Irwin, I'm so sorry. I know what this does to a child. And speaking for myself, it's effected my entire life.


----------



## peramangkelder (Aug 25, 2021)

Irwin said:


> I cut off all contact with my mother and my sister almost 20 years ago. I was tired of all the dishonesty and nastiness.


Similar for me too @Irwin Mum, my sister and my 2 adult children seem to make
dishonesty their life's work


----------



## Judycat (Aug 25, 2021)

grahamg said:


> You've got to understand the pursuit of ruthless self interest if you are to get an inkling into what has gone on here, and who exactly might be thinking that way, (I've behaved as you suggest for far too long, and very foolishly I now believe).
> 
> Thanks for telling me to "live your own life", (I wont pretend to know whether you follow this maxim well enough, so cant tell you to in return, but I will presume you do ).


So what's your next move? Stalking? Daily phone calls? Visiting her at her job and holding her boss at gunpoint? These will definitely get you an appointment with a judge and maybe some jail time.


----------



## grahamg (Aug 25, 2021)

Judycat said:


> So what's your next move? Stalking? Daily phone calls? Visiting her at her job and holding her boss at gunpoint? These will definitely get you an appointment with a judge and maybe some jail time.


I think you're assuming wayyyy too much about my character there.

I've had my daughter's address for about two years, and never once attempted to even go past her house, though I visit the city a few times a year, (I've had her mobile number for five or more years, and not sent a text, let alone telephoned, since the visit described in the OP.

As a "super sleuth" therefore, I'd say you've a bit to learn, (ditto amateur psychologist), and I couldn't see a lawyer in the Perry Mason mould, hiring you like Paul Drake anytime soon!


----------



## Judycat (Aug 25, 2021)

grahamg said:


> I think you're assuming wayyyy too much about my character there.
> 
> I've had my daughter's address for about two years, and never once attempted to even go past her house, though I visit the city a few times a year, (I've had her mobile number for five or more years, and not sent a text, let alone telephoned, since the visit described in the OP.
> 
> As a "super sleuth" therefore, I'd say you've a bit to learn, (ditto amateur psychologist), and I couldn't see a lawyer in the Perry Mason mould, hiring you like Paul Drake anytime soon!


 Ya right.


----------



## grahamg (Aug 25, 2021)

Aunt Bea said:


> IMO it’s not about her it’s about you. You can’t control your family’s behavior or recollections of the past but you have complete control over your behavior.
> I agree with Gary. Keep the door open by accepting the invitation. Keep it light and enjoy yourself without delving into the past or turning it into a family therapy session.
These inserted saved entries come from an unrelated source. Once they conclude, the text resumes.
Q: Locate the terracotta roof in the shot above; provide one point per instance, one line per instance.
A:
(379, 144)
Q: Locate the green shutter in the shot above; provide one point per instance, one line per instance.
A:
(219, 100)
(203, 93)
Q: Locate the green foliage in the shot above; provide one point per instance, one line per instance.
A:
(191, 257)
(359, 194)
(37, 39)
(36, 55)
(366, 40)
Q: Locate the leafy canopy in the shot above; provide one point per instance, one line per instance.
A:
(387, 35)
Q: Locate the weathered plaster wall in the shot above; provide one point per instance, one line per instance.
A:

Good luck to you and your family.


I agree with Gary too, though not so much with your interpretation of his comments, (as I see your views/thoughts).

Maybe I read too much into his "Ta Ta" comment at the end(?).


----------



## grahamg (Aug 25, 2021)

Shero said:


> To be shunned by a child is indeed very sad and only you know why that is. My advice for what it is worth, is to keep any line of communication open.
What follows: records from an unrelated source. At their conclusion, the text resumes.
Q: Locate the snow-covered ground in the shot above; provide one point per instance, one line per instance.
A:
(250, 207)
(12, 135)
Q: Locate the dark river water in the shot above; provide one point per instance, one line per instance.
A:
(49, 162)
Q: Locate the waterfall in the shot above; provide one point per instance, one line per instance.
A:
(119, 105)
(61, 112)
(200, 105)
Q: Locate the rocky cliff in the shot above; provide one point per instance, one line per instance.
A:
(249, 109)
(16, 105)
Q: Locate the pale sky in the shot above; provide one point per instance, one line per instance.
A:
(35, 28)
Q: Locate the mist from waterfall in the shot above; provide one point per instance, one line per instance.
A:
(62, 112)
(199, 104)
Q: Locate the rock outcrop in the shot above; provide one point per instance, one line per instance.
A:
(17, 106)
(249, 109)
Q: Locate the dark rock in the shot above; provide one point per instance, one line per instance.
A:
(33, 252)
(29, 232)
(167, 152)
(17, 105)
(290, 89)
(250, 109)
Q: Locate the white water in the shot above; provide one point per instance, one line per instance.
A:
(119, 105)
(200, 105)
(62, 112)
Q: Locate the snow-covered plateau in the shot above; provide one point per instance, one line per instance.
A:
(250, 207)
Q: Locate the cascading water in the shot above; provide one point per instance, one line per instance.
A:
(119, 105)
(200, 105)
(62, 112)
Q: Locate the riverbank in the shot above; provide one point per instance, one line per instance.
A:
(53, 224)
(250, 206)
I hope you don't mind my telling you about a couple of people I've met who had different perspectives on all this.

Both were women, one estranged from her child due to the influence of the father following divorce she said, and only when the father died did her child get back in touch with her, and then behaved as though there had never been anything wrong between them.

The second story was very strange in my view, involving a woman whose mother had sadly died when she was about ten years old, and her dad had married again to a woman with three children of her own.

The woman told me her father refused to speak to her at all, once he'd remarried, and this situation went on for years, with this teenager being shunned, (or sent to Coventry, if you understand the expression?). The only possible explanation I, or anyone else could think of for the fathers behaviour, was an extreme example of trying to make sure he didn't favour his own child over the stepchildren.

She suffered a very difficult time as a teenager, as I'm sure you can imagine, and said it had affected her all her life.


----------



## Lee (Aug 25, 2021)

Graham, acceptance of the situation is key here. It sounds as if it is so deep rooted in the past that the future looks grim.

But I hope that some day that will change. Maybe it will, maybe it won't but whatever it is just accept it as that being the way it is going to be.

Not trying to be harsh, just practical.


----------



## grahamg (Aug 25, 2021)

Lee said:


> Graham, acceptance of the situation is key here. It sounds as if it is so deep rooted in the past that the future looks grim. But I hope that some day that will change. Maybe it will, maybe it won't but whatever it is just accept it as that being the way it is going to be. Not trying to be harsh, just practical.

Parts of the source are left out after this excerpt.